Purinergic transmitters inhibit bone formation by cultured osteoblasts

Adenosine triphosphate (ATP) and other purinoceptor agonists cause a transient rise in [Ca2+]i in cultured osteoblast-like cells and have a mitogenic effect, as does parathyroid hormone (PTH), and there is evidence that ATP and PTH can act synergistically on osteoblasts. The likelihood that nucleotides, acting through purinoceptors, are important local factors in bone remodeling is therefore considerable. However, their effect on bone formation is unknown. We recently developed a culture system in which appositional bone formation occurs only in narrow grooves cut in a substratum. We have used this as an assay to measure the effects of ATP (50 and 500 μmol/L), ATPγS (20 μmol/L), 2-MeSATP (2 and 20 μmol/L), uridine triphosphate (UTP) (0.2, 2, and 20 μmol/L), adenosine (20 μmol/L), bovine PTH (0.25 and 0.5 IU/mL), rat PTH1–34 (10−8 and 10−7 mol/L), and rat PTHrP1–40 (10−9 and 10−8 mol/L) on bone formation by rat calvarial osteoblasts. The culture medium was renewed 3 times/week (every 2 or 3 days), and the number of bone loci and length and area of Alizarin red-stained mineralized bone formed in the grooves of each specimen in 16–29 days were measured.

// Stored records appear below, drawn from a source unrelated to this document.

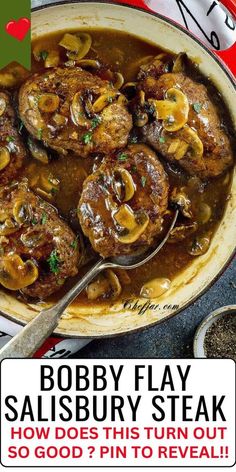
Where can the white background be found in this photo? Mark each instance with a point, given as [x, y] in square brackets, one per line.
[206, 377]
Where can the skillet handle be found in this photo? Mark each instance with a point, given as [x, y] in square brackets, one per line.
[29, 340]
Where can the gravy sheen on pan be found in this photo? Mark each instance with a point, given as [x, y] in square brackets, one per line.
[104, 135]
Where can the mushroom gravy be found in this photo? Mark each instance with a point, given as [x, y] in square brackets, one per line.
[64, 175]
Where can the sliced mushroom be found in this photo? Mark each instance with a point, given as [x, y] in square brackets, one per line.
[78, 112]
[16, 274]
[179, 199]
[124, 185]
[37, 151]
[45, 195]
[77, 45]
[48, 102]
[194, 142]
[134, 227]
[173, 110]
[199, 246]
[119, 80]
[70, 42]
[53, 59]
[8, 226]
[104, 100]
[33, 238]
[179, 233]
[155, 287]
[3, 105]
[180, 63]
[22, 212]
[34, 117]
[60, 120]
[4, 157]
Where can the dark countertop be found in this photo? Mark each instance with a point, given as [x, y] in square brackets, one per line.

Compared with controls, ATPγS, 2-MeSATP, and ATP reduced the amount of bone formed in a 2–3 week culture period. Adenosine had no effect, and UTP either had no effect or at 2 μmol/L stimulated bone formation. PTH and PTHrP completely abolished bone formation in 4 week cultures. Our findings are consistent with evidence for more than one P2 purinoceptor subtype in bone, and show for the first time that the effect of ATP on appositional bone formation by osteoblasts in vitro is, like PTH and PTHrP, inhibitory.